Morrell había reservado habitación en un agradable hostal de piedra con vistas al lago. Después de registrarnos, dimos un largo paseo por la playa. Era difícil de creer que aquél fuese el mismo lago que bordeaba Chicago. Las largas franjas de dunas, vacías de todo lo que no fueran pájaros y matas de hierba, conformaban un mundo muy diferente al del ruido incesante y la mugre de la ciudad.

Tres semanas después del Día del Trabajo teníamos toda la vista del lago para nosotros solos. Sentir el viento en el pelo y hacer que la arena cristalina de la playa cantase al rozar contra ella mis pies desnudos me proporcionaba un refugio de paz.

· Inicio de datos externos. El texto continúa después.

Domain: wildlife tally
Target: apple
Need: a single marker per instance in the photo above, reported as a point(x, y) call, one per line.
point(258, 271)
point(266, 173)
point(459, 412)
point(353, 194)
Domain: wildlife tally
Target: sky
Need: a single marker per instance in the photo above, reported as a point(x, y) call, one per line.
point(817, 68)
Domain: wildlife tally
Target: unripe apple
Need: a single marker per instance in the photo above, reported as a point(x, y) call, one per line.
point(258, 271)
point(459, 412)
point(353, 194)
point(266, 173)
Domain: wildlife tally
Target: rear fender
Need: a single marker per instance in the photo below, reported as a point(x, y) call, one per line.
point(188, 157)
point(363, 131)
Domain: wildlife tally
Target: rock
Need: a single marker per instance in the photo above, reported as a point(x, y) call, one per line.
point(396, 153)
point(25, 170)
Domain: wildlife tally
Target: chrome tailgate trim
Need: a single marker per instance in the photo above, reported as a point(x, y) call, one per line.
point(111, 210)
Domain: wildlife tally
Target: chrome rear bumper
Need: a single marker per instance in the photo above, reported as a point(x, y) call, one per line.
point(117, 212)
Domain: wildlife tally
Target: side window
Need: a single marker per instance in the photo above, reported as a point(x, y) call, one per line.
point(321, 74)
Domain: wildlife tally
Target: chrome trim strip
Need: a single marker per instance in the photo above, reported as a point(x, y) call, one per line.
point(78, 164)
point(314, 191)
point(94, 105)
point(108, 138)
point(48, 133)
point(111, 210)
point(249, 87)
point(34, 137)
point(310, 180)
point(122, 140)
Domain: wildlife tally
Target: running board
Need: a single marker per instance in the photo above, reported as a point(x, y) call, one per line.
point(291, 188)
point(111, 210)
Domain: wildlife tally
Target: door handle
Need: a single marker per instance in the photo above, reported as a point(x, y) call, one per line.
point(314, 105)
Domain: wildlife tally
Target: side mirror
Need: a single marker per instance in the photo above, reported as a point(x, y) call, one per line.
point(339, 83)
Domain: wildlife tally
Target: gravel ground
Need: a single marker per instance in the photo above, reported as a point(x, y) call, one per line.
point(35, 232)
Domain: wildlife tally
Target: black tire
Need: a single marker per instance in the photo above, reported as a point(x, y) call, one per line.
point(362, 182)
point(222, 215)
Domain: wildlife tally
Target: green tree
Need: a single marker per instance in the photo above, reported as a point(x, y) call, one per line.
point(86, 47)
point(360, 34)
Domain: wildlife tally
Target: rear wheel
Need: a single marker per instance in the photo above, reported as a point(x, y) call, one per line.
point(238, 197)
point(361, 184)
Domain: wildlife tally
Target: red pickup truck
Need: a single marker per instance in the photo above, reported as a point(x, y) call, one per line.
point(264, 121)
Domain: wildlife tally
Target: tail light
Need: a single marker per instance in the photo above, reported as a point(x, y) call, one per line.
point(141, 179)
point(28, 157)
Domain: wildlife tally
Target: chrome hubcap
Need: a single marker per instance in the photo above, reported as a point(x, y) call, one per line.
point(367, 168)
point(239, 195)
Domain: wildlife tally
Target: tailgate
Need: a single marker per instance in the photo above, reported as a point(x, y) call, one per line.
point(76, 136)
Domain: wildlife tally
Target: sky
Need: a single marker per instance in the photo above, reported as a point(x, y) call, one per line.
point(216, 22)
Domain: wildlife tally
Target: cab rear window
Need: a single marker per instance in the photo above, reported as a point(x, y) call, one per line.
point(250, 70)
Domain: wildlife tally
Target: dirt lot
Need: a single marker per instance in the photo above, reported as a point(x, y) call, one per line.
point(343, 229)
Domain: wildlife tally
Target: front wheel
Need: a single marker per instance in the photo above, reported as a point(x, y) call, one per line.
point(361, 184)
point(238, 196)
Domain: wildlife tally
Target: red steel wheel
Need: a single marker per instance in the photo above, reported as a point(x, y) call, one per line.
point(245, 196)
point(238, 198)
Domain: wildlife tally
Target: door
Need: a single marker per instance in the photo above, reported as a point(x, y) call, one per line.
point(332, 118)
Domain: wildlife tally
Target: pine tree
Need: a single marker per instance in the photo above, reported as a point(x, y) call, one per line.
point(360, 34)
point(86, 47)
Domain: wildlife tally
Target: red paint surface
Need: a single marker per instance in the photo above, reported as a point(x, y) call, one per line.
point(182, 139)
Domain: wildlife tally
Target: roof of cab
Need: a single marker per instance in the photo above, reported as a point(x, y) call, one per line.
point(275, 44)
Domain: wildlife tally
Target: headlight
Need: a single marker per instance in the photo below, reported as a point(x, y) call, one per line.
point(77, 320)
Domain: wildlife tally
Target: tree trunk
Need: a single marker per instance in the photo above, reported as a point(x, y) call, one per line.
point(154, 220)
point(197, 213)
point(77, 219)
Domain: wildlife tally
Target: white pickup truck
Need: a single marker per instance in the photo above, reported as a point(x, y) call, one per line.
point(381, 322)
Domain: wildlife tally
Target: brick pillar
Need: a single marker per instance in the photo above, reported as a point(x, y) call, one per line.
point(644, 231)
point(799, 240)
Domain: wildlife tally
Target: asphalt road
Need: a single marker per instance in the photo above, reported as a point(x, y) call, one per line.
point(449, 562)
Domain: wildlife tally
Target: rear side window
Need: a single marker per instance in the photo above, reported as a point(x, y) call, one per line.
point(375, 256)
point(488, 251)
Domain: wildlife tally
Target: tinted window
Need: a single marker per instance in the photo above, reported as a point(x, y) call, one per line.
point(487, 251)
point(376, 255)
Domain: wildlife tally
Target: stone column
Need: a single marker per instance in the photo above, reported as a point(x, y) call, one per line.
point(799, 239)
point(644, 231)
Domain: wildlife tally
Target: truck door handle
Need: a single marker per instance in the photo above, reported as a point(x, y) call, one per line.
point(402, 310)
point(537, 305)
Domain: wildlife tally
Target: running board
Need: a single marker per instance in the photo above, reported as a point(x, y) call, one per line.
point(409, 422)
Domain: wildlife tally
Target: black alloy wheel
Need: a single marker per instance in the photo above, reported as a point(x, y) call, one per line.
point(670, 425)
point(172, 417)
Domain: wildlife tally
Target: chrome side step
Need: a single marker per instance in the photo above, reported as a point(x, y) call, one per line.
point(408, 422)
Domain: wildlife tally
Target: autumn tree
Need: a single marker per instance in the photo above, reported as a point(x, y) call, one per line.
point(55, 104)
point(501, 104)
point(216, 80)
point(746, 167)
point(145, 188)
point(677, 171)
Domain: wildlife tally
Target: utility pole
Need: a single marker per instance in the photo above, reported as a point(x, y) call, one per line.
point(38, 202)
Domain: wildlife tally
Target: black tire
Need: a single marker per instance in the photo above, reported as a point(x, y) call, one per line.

Noté cómo se me iban borrando de la frente y de las mejillas las arrugas provocadas por la tensión.

– Morrell, me va a ser muy difícil vivir sin ti los próximos meses. Ya sé que ese viaje es muy apetecible y que estás ansioso por hacerlo. No te lo reprocho, pero para mí va a ser muy difícil, especialmente ahora, no tenerte conmigo.

– También va a ser difícil para mí, pepaiola -dijo atrayéndome hacia él-. Me vuelves loco y me haces estornudar con tus agudos comentarios.

En una ocasión le había contado a Morrell que mi padre nos llamaba así a mi madre y a mí, con ese término italiano que era una de las pocas palabras que había aprendido de mi madre. Molinillo de pimienta. ¡Ay, mis dos pepaiolel, solía decir, fingiendo que estornudaba cuando le volvíamos loco para que hiciera algo. Me estáis poniendo la nariz roja como un tomate. Vale, vale, haré lo que queráis con tal de que no me estropeéis la nariz. De pequeña, yo me moría de risa con sus falsos estornudos.